Cardiac rupture is a major lethal complication of acute myocardial infarction (MI). Despite significant advances in reperfusion strategies, mortality from cardiac rupture remains high. Both clinical and experimental studies have provided strong evidence that wall rupture at an early stage of MI is mainly the consequence of excessive myocyte loss and regional inflammation. Thrombolytic therapy aiming to reperfuse the ischemic myocardium showed conflicting results as they seem to increase the risk of aneurysm formation and rupture. The molecular mechanisms by which thrombolytic therapy affects cardiac remodeling and rupture are still largely unknown. Recent evidence has shown that the physiological functions of thrombolytic serine proteases extend beyond blood coagulation and play a pivotal role in modulating inflammatory and repair responses to tissue injury in part via protease-activated receptors (PARs). PAR1 is the predominant receptor for thrombin actions in cardiac cells and platelets. However, the use of PAR1 inhibitors to suppress remodeling was associated with severe bleeding, which limit their clinical use. We recently reported the expression of an additional thrombin receptor, PAR4, in the heart that is activated by high concentrations of thrombin, making PAR4 a potential therapeutic target in situations associated with high thrombin concentrations such as MI. However, little is known about PAR4 function in the heart. Our preliminary data in PAR4-deficient mice show that at 2 days after MI there is decreased myocyte death, reduced infarct size and improved functional recovery relative to wild-type (WT). However, at longer times after MI, PAR4-deficient mice showed impaired cardiac function, delayed infiltration of inflammatory cells, and greater rates of myocardial rupture relative to WT. Subsequent studies to delineate the mechanisms involved support a role of PAR4 signaling in neutrophil apoptosis, which plays an important role in inflammation resolution. These studies suggest that loss of PAR4 signaling in myocytes might be cardioprotective, explaining the early effects, but loss of PAR4 in inflammatory cells disrupts post-MI wound healing and can lead to cardiac dysfunction and wall rupture. We will investigate in aim 1 if activation of PAR4 signaling in cardiomyocytes after MI promotes myocyte death and cardiac dysfunction.

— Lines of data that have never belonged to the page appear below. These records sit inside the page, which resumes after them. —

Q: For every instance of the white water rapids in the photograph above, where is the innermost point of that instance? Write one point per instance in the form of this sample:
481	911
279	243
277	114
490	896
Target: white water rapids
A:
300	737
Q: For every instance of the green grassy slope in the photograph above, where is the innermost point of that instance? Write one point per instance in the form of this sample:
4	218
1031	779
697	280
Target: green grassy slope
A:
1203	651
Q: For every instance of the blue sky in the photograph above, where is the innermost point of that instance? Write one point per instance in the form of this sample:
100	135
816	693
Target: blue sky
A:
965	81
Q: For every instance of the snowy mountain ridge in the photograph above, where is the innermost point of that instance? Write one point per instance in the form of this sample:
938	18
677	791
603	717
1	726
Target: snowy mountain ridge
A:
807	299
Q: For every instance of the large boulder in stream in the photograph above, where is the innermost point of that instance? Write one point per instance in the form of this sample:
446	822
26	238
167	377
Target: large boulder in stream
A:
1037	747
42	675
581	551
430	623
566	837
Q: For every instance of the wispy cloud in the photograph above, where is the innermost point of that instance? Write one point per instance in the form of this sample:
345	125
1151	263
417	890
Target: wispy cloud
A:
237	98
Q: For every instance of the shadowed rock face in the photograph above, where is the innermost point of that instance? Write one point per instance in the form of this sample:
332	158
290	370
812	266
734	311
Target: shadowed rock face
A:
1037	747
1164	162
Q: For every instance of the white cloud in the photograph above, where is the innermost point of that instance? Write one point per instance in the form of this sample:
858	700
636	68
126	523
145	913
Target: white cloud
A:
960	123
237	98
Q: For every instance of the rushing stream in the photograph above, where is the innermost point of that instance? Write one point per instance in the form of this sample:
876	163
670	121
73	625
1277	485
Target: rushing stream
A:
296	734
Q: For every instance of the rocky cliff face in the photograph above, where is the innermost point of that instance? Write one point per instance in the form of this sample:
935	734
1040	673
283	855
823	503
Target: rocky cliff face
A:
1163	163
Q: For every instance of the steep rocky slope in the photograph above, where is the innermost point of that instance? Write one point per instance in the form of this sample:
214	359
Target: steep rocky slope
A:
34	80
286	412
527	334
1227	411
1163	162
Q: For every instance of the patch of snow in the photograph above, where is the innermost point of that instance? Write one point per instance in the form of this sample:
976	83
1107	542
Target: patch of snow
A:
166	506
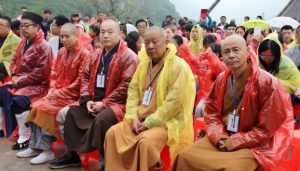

In aim 2, we will determine if activation of PAR4 signaling in neutrophils after MI promotes their death after infiltration into the damaged heart to produce normal wound healing. Finally, aim 3 will investigate the impact of PAR4-mediated neutrophil apoptosis on inflammation resolution and cardiac healing post-MI. The proposed experiments will identify novel cell targets by which thrombolytic serine proteases and PAR4 influence myocardial healing post-MI independently of their effects on blood coagulation and will test whether targeting PAR4 in cardiomyocytes or inflammatory cells would offer novel strategies to reduce the incidence of mortality after MI, including mortality caused by ventricular rupture.
Cardiac rupture is a leading cause of death in patients with acute myocardial infarction (MI). Cardiac rupture occurrence is difficult to predict by the previously reported clinical risk factors such as aging, hypertension, and delayed thrombolysis. This project investigates the pathophysiological role of protease- activated receptor (PAR) 4 on cardiac rupture and survival after MI, which may help to establish an effective therapeutic strategy.